Nitrogen (N) not only provides nutritional support for grain development but also lays the foundation for efficient photosynthesis and yield formation by regulating leaf function and delaying senescence. However, the regulation of leaf function during the reproductive growth stage and its relationship with yield under drip irrigation remain unclear. Therefore, from 2020–2021, a cultivar with high nitrogen use efficiency (high-NUE) (T-43) and a low-NUE cultivar (LX-3) were used as the study materials and were grown under drip irrigation with four N fertilization levels (0, 150, 300, and 450 kg ha−1); the differences in leaf morphology, photosynthetic characteristics, hormone contents, antioxidant enzyme activities, biomass (mass), and yield were analysed.

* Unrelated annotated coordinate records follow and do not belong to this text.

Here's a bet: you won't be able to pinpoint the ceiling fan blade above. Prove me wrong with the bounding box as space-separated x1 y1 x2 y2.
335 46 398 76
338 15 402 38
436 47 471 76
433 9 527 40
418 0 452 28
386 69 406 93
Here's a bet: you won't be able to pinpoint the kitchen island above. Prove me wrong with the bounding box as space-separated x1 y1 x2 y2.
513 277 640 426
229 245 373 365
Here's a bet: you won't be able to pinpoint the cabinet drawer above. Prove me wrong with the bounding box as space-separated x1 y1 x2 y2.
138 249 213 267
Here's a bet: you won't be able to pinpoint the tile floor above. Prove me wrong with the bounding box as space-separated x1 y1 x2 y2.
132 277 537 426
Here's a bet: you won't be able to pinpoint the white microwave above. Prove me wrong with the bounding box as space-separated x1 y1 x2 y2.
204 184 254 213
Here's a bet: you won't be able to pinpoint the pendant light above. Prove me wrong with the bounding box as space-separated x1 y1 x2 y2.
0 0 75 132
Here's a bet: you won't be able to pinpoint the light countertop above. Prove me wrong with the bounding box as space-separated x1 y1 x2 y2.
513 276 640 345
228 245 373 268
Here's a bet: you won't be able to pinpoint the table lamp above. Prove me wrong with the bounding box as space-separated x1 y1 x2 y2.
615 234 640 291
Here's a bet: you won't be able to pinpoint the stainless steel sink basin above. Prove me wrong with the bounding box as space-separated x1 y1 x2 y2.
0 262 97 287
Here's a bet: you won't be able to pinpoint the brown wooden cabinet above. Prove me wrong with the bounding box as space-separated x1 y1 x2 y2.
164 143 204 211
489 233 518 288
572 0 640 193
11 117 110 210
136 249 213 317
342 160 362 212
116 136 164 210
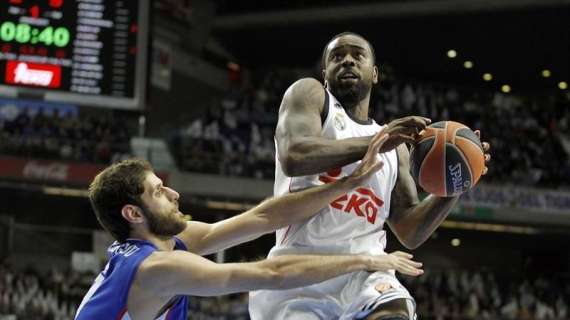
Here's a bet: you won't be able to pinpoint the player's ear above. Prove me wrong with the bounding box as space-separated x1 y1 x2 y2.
372 65 380 84
121 204 144 223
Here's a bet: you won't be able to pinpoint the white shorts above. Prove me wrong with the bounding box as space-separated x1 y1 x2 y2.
249 271 416 320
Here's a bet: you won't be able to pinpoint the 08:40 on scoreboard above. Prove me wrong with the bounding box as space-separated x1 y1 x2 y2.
0 0 150 109
0 21 70 48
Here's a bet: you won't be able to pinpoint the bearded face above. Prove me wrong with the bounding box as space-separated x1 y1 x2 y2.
323 35 378 107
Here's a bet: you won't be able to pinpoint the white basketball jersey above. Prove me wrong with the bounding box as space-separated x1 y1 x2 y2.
269 90 398 256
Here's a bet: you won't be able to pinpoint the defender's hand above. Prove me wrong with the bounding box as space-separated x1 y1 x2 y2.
381 116 431 152
475 130 491 175
348 129 390 187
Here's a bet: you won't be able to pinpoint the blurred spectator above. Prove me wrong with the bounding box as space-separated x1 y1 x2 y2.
0 109 131 164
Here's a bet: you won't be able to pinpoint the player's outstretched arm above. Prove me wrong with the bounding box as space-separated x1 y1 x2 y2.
134 251 423 297
388 131 491 249
178 132 389 255
275 78 430 176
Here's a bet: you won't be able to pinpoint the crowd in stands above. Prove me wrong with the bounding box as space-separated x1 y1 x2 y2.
173 72 570 188
0 264 89 320
402 271 570 320
0 108 131 164
0 265 570 320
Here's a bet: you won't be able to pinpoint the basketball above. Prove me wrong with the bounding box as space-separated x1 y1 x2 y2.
410 121 485 197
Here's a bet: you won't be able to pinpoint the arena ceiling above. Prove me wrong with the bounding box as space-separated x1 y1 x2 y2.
214 0 570 92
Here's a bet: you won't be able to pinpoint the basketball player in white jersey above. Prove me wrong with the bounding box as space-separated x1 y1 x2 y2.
249 33 490 320
75 133 422 320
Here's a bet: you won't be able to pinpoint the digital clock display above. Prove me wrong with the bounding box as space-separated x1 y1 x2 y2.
0 0 149 109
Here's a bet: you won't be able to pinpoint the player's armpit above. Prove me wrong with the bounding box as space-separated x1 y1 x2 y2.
176 221 212 255
275 78 326 176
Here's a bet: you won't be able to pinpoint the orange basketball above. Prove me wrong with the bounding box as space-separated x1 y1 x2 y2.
410 121 485 197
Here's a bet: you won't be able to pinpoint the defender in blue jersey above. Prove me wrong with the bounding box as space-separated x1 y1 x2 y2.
75 138 423 320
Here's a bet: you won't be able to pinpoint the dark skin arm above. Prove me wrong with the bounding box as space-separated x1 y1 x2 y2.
275 78 429 177
388 131 491 249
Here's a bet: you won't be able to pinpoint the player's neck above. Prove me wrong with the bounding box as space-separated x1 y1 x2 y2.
342 95 370 122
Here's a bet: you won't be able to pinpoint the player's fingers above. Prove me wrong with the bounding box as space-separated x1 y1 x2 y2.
398 134 416 144
408 260 424 268
370 161 384 173
372 133 390 154
393 251 414 259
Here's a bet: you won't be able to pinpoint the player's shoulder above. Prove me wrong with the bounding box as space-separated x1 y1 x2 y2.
396 143 410 166
283 78 326 110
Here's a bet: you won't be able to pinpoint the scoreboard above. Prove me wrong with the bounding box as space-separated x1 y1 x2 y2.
0 0 150 109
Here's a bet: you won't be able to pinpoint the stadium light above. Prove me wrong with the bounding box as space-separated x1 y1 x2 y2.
541 69 552 78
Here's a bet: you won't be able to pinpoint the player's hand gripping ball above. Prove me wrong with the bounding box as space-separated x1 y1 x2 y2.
410 121 485 197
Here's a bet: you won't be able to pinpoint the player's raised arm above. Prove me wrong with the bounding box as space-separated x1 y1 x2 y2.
135 251 423 297
178 132 389 255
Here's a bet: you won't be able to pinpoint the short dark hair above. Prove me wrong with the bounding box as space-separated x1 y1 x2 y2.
89 159 153 242
321 31 376 68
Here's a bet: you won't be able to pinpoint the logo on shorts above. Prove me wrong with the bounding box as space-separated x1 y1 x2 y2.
333 113 346 131
319 168 384 224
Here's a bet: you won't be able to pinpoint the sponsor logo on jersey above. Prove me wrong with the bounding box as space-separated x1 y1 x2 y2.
333 113 346 131
319 169 384 224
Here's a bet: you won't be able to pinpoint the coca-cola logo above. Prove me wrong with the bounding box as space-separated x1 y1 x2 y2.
6 61 61 88
22 161 69 181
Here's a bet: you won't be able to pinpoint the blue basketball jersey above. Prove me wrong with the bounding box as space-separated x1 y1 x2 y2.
75 238 188 320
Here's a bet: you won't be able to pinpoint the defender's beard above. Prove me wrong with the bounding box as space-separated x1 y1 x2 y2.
143 204 186 237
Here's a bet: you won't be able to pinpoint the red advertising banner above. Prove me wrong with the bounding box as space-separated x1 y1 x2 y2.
5 61 61 88
0 156 168 186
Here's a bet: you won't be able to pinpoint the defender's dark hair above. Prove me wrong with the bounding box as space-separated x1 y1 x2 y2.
89 159 153 242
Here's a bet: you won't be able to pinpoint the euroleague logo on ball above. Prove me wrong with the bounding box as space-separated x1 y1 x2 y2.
448 163 471 193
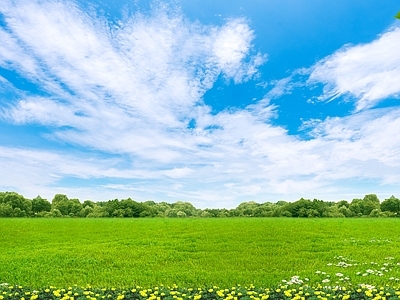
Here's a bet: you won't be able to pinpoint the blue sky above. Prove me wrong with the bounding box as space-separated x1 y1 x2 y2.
0 0 400 208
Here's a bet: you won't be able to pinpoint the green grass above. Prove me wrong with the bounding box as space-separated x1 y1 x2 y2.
0 218 400 288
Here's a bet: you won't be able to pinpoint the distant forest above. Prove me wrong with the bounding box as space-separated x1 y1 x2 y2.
0 192 400 218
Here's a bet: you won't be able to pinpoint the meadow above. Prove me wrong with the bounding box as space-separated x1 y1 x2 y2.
0 218 400 288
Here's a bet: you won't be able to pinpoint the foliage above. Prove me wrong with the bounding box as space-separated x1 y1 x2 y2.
0 192 400 218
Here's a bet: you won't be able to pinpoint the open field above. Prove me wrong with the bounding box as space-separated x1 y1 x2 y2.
0 218 400 288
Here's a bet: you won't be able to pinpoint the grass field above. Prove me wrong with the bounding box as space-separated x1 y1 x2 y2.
0 218 400 288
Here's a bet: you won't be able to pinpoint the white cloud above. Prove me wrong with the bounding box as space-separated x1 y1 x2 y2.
309 28 400 111
0 0 400 207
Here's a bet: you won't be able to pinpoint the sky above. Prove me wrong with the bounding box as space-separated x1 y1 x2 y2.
0 0 400 208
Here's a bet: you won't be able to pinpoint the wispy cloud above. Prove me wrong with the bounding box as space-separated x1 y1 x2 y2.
309 27 400 111
0 0 400 207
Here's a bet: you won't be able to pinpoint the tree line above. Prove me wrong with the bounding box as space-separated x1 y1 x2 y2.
0 192 400 218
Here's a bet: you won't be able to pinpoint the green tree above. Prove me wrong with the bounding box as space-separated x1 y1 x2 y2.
32 196 51 213
381 195 400 214
362 194 381 216
0 192 32 216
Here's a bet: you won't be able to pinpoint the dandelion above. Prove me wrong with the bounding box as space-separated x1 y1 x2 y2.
322 278 330 283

The results revealed the following: (1) N application significantly increased the yield of drip-irrigated rice (17.38-74.03%), and with increasing N application rate, the leaf area index (LAI), chlorophyll a+b (Chl a+b) content, maximum net photosynthetic rate (Pnmax) and mass initially increased but then decreased, reaching optimum values under N300, whereas the flag leaf area (LA) continued to increase. (2) Between the cultivars, T-43 presented relatively high LA and N-metabolizing enzyme activities, thereby increasing the Chl a+b content, light saturation point (Isat), and mass accumulation; LX-3 presented relatively high abscisic acid (ABA) content, and the accelerated degradation of Chl b resulted in an increased Chl a/b ratio, which inhibited Pnmax. (3) Structural equation modelling (SEM) further revealed that indole-3-acetic acid (IAA) directly increased Pnmax to increase photosynthetic efficiency, whereas the positive promoting effect of IAA and N-metabolizing enzymes on Chl a+b indirectly increased the LAI and N agronomic efficiency (NAE), thus promoting the positive effects of LAI (0.477***) and Pnmax (0.715***) on yield. In summary, under the appropriate N application rate (300 kg ha−1), in the high-NUE cultivar (T-43), the leaf functional period was maintained, and the photosynthetic capacity was increased via increased hormone contents and antioxidant enzyme activities. The results of this study provide a theoretical basis for the efficient production of drip-irrigated rice in arid areas.